Most of it has already been covered, but nobody has mentioned SEO yet. Google puts alot of weight on the URL itself, if that url is widgets.com/browse.php?17, that is not very SEO friendly. If your URL is widgets.com/products/buttons/ that will have a positive impact on your page rank for buttons
Storing application code in the document tree of the web server is a security concern.
a misconfiguration might accidentally reveal source code to visitors
files injected through a security vulnerability are immediately executable by HTTP requests
backup files (created e.g. by text editors) may reveal code or be executable in case of misconfiguration
old files which the administrator has failed to delete can reveal unintended functionality
requests to library files must be explicitly denied
URLs reveal implementation details (which language/framework was used)
Note that all of the above are not a problem as long as other things don't go wrong (and some of these mistakes would be serious even alone). But something always goes wrong, and extra lines of defense are good to have.
Django URLs are also very customizable. With PHP frameworks like Code Igniter (I'm not sure about Rails) your forced into the /class/method/extra/ URL structure.
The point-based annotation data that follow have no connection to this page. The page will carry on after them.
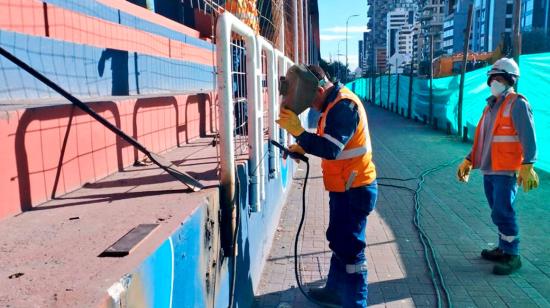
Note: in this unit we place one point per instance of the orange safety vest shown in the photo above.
(353, 167)
(506, 150)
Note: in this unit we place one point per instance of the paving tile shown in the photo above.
(455, 217)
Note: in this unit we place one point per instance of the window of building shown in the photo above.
(509, 9)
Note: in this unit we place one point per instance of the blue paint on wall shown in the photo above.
(95, 9)
(87, 71)
(254, 238)
(189, 282)
(156, 271)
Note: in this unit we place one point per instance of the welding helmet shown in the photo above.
(299, 88)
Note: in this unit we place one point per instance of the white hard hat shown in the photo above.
(504, 66)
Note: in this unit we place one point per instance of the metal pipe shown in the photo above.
(302, 33)
(227, 23)
(264, 45)
(463, 68)
(296, 55)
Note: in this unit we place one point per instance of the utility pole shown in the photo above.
(463, 68)
(409, 106)
(430, 115)
(347, 22)
(389, 85)
(517, 34)
(397, 88)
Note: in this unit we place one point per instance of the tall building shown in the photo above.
(377, 37)
(396, 20)
(361, 54)
(433, 12)
(492, 23)
(406, 39)
(535, 14)
(456, 19)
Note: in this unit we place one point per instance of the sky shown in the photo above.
(332, 23)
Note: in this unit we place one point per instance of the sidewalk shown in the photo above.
(454, 215)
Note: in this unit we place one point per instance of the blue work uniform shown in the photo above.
(346, 231)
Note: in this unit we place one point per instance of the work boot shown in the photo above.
(496, 254)
(510, 264)
(326, 297)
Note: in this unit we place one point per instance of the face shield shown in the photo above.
(299, 88)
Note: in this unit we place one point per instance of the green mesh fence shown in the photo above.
(533, 84)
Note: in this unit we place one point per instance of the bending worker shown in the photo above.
(504, 150)
(343, 142)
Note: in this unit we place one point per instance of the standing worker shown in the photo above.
(343, 142)
(504, 150)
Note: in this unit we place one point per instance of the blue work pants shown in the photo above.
(346, 234)
(501, 191)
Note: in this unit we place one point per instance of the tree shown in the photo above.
(535, 41)
(336, 70)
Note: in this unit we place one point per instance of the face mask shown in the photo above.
(497, 88)
(298, 88)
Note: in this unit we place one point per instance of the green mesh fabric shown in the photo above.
(533, 84)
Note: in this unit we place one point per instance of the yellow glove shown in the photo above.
(289, 121)
(463, 172)
(296, 148)
(528, 177)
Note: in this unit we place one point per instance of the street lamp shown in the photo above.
(338, 59)
(347, 21)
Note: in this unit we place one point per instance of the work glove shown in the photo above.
(296, 148)
(528, 177)
(463, 172)
(289, 121)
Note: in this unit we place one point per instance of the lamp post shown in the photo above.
(347, 22)
(338, 59)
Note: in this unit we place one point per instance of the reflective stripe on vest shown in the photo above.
(347, 154)
(353, 167)
(506, 150)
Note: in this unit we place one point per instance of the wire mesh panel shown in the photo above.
(93, 50)
(238, 76)
(263, 16)
(265, 95)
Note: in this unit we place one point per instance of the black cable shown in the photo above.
(429, 251)
(300, 225)
(397, 179)
(235, 247)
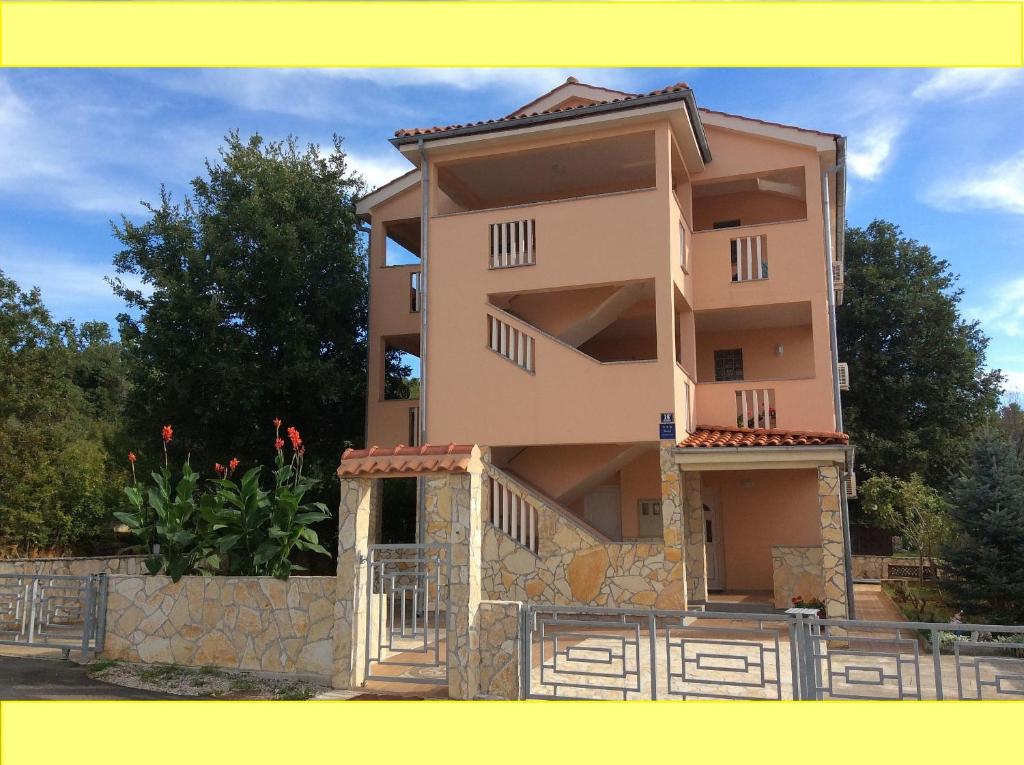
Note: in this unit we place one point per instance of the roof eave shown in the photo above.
(500, 126)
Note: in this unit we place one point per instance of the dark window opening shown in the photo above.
(728, 365)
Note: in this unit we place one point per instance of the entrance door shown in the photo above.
(601, 510)
(713, 538)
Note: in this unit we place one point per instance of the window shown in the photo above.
(683, 253)
(749, 256)
(729, 365)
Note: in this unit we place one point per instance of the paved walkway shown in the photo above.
(23, 678)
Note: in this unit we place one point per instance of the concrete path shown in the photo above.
(23, 678)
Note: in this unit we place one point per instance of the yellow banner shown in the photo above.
(511, 34)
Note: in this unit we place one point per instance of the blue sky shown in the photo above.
(939, 152)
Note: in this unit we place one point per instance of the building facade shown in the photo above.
(627, 302)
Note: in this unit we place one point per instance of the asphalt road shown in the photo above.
(53, 678)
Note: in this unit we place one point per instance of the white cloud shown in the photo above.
(379, 169)
(1014, 382)
(998, 186)
(870, 151)
(967, 84)
(66, 281)
(1004, 311)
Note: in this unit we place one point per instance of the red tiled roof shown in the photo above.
(403, 460)
(406, 132)
(767, 122)
(711, 436)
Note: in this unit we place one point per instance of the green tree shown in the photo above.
(909, 507)
(254, 306)
(921, 389)
(60, 395)
(984, 557)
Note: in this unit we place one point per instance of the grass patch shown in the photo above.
(97, 667)
(161, 673)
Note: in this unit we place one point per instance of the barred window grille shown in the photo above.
(513, 243)
(750, 258)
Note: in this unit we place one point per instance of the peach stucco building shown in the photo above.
(628, 303)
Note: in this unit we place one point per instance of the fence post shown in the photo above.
(88, 624)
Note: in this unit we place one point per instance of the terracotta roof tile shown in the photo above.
(401, 460)
(767, 122)
(407, 132)
(711, 436)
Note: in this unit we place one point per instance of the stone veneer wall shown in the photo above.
(75, 566)
(246, 623)
(796, 570)
(573, 565)
(498, 623)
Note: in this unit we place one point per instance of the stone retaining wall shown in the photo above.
(75, 566)
(877, 566)
(574, 566)
(245, 623)
(499, 647)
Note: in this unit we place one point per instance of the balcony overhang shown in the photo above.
(679, 108)
(760, 458)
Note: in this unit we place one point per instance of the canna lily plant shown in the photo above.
(230, 525)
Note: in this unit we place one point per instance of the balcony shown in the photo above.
(568, 242)
(759, 264)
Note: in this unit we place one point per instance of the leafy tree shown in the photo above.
(985, 556)
(1010, 421)
(912, 509)
(254, 306)
(921, 388)
(61, 390)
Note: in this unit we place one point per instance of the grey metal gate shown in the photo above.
(51, 610)
(408, 612)
(589, 652)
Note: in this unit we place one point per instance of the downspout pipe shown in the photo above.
(364, 228)
(840, 171)
(421, 515)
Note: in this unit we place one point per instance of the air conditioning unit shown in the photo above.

While this may be good for small projects and apps, as soon as you try and make it larger/more dynamic you run into problems and have to rewrite some of the framework code to handle it.
Also, routers are like mod_rewrite, but much more flexible. They are not regular expression-bound, and thus, have more options for different types of routes.
Depends on how big your application is. We've got a fairly large app (50+ models) and it isn't causing us any problems. When it does, we'll worry about it then.